Brexit Secretary David Davis resigns

Brexit Secretary David Davis, who has been leading UK negotiations to leave the EU, has resigned from government.

He told the BBC that he was no longer the best person to deliver the PM’s Brexit plan – agreed by the cabinet on Friday – as he did not “believe” in it.

He said the “career-ending” decision was a personal one but he felt the UK was “giving away too much and too easily” to the EU in the negotiations.

Mrs May said she did not agree but thanked him for his work.
The resignation is a blow to Mrs May as she seeks to win over Eurosceptic MPs to her proposed Brexit vision, which would form the basis of the UK’s position in on-going talks with the EU.

The UK is due to leave the European Union on 29 March 2019 after a referendum was held in 2016, but the two sides have yet to agree how trade will work between the UK and the EU afterwards.

There have been differences within the Conservative Party over how far the UK should prioritise the economy by compromising on issues such as leaving the remit of the European Court of Justice and ending free movement of people.

Mrs May’s Conservative Party only has a majority in Parliament with the support in key votes of the 10 MPs from Northern Ireland’s Democratic Unionist Party, so any split raises questions about whether her plan could survive a Commons vote – and has also led to renewed questions about whether she will face a challenge to her position.

In a sign of how delicately positioned the numbers are on Brexit strategy it has emerged that the government has taken the unusual step of arranging a briefing for opposition Labour MPs on the detail of the Brexit plan agreed on Friday.

In his resignation letter, Mr Davis told Mrs May that “the current trend of policy and tactics” was making it “look less and less likely” that the UK would leave the customs union and single market.

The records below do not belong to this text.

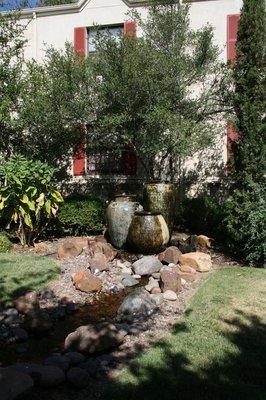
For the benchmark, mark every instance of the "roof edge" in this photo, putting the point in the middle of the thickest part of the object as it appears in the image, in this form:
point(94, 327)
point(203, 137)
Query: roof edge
point(68, 8)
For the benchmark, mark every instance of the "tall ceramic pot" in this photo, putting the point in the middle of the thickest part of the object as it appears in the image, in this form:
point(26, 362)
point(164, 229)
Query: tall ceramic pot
point(148, 232)
point(119, 216)
point(159, 196)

He said he was “unpersuaded” that the government’s negotiating approach “will not just lead to further demands for concessions” from Brussels.
Mr Davis, who was appointed Brexit Secretary in 2016, said: “The general direction of policy will leave us in at best a weak negotiating position, and possibly an inescapable one.”

In her reply, Mrs May said: “I do not agree with your characterisation of the policy we agreed at cabinet on Friday.”
She said she was “sorry” he was leaving but would “like to thank you warmly for everything you have done… to shape our departure from the EU”.

Mr Davis told BBC Radio 4’s Today programme that he had objected to Theresa May’s plan at the Chequers meeting, telling cabinet colleagues at the outset that he was “the odd man out”.

He said it was “not tenable” for him to stay in post and try and persuade Tory MPs to back the policy when he did not think it was “workable”.

“The best person to do this is someone who really believes in it, not me.”
He said he feared the EU would seek to further water down the UK’s plans and his resignation would make it easier for the UK to resist attempts to extract further concessions.

But Mr Davis insisted he continued to back Theresa May, saying that if he “wanted to bring her down”, the time would have been after she failed to win last year’s general election outright.

A leadership contest now would be “the wrong thing to do”, adding: “I won’t throw my hat into the ring.”

Eurosceptic MP Steve Baker has also resigned. He played a leading role in the Brexit campaign in the run up to the 2016 referendum. He was promoted to the Department for Exiting the EU as a parliamentary under-secretary in June last year.
Conservative MP Peter Bone hailed Mr Davis’s resignation as a “principled and brave decision”, adding: “The PM’s proposals for a Brexit in name only are not acceptable.”

Labour Party chairman Ian Lavery said: “This is absolute chaos and Theresa May has no authority left.”